— Через двадцать минут с аэродрома «Куркино» поднимется основной тактический бомбардировщик и ляжет на заданный курс. После того, как он достигнет цели, в воздух поднимутся ещё дополнительно четыре бомбардировщика и присоединятся к первому на предельных, для своего потолка, высотах.
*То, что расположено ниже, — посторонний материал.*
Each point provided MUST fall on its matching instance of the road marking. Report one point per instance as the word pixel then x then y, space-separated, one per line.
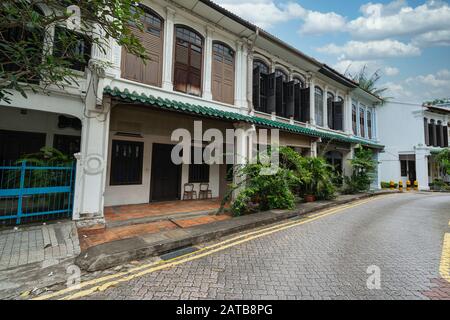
pixel 152 267
pixel 444 267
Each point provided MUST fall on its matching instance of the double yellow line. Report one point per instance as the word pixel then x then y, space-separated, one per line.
pixel 103 283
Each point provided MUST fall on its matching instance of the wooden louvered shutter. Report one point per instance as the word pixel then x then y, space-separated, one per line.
pixel 279 86
pixel 330 114
pixel 133 68
pixel 297 102
pixel 431 134
pixel 217 77
pixel 290 99
pixel 195 71
pixel 305 104
pixel 338 115
pixel 257 88
pixel 271 94
pixel 181 66
pixel 445 137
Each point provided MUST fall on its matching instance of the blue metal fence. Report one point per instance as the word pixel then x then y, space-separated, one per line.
pixel 35 193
Кхм… Дальше всё пойдёт по изложенному вам, на бумаге, плану, — прокашлявшись сказал генерал-майор. — А после взрывов, как только успокоятся атмосферные воздушные потоки, в небо поднимутся истребители, распыляя аэрозоль, — добавил он и…
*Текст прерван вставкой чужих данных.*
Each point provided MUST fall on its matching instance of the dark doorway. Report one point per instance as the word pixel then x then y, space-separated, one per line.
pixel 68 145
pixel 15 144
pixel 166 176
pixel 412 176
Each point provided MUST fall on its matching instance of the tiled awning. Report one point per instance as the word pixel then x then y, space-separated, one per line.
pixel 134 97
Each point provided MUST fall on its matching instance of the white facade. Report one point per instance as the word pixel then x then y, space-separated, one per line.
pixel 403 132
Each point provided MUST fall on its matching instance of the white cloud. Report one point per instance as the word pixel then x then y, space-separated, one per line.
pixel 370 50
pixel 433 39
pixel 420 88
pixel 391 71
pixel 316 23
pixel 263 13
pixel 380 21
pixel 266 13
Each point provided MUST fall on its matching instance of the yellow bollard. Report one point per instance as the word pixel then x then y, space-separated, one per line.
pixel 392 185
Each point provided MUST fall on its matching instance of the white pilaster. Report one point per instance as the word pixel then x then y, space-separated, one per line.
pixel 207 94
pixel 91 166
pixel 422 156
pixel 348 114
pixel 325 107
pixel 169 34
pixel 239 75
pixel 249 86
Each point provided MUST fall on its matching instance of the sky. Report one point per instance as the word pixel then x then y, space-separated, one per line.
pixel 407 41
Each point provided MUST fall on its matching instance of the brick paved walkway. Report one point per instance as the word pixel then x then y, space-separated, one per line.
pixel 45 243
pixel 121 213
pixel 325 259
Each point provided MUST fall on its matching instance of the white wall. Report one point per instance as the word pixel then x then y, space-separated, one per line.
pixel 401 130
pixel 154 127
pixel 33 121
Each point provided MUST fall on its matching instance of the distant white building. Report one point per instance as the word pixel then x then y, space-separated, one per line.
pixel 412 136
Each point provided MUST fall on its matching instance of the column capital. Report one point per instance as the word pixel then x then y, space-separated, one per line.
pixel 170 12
И нерешительно замолчал не зная что ещё добавить. И так уже много лишнего попусту наболтал. Тем более, что президент и сам отлично пребывал в курсе предстоящей операции, читал план ещё на днях и перечитывал и чуть ли не выучил на зубок, и в более детальном варианте. И чтобы не поддерживать молчанку, генерал-майор оставил президента в гордом одиночестве, удалившись по прямым обязанностям.
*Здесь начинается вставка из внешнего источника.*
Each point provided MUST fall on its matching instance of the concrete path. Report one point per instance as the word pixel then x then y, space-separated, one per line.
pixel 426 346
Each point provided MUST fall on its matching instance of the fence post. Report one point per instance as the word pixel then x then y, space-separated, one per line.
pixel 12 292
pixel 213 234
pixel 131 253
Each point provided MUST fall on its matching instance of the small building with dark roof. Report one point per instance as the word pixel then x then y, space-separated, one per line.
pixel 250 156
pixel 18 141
Потекли тягостные минуты ожидания. Механические часы над электронным табло, тщательно отсчитывали секунду за секундой, сужая временную петлю до финальной точки отсчёта. Президент когда вошёл, ещё подивился на эти часы, лицезря вокруг новейшие достижения электронно-вычислительной техники. Но потом скумекал, что так нужно на случай настоящей ядерной войны. Электронные ещё собьются во время электромагнитного импульса, а механические… Что им сделается? Идут себе и идут и никому не мешают.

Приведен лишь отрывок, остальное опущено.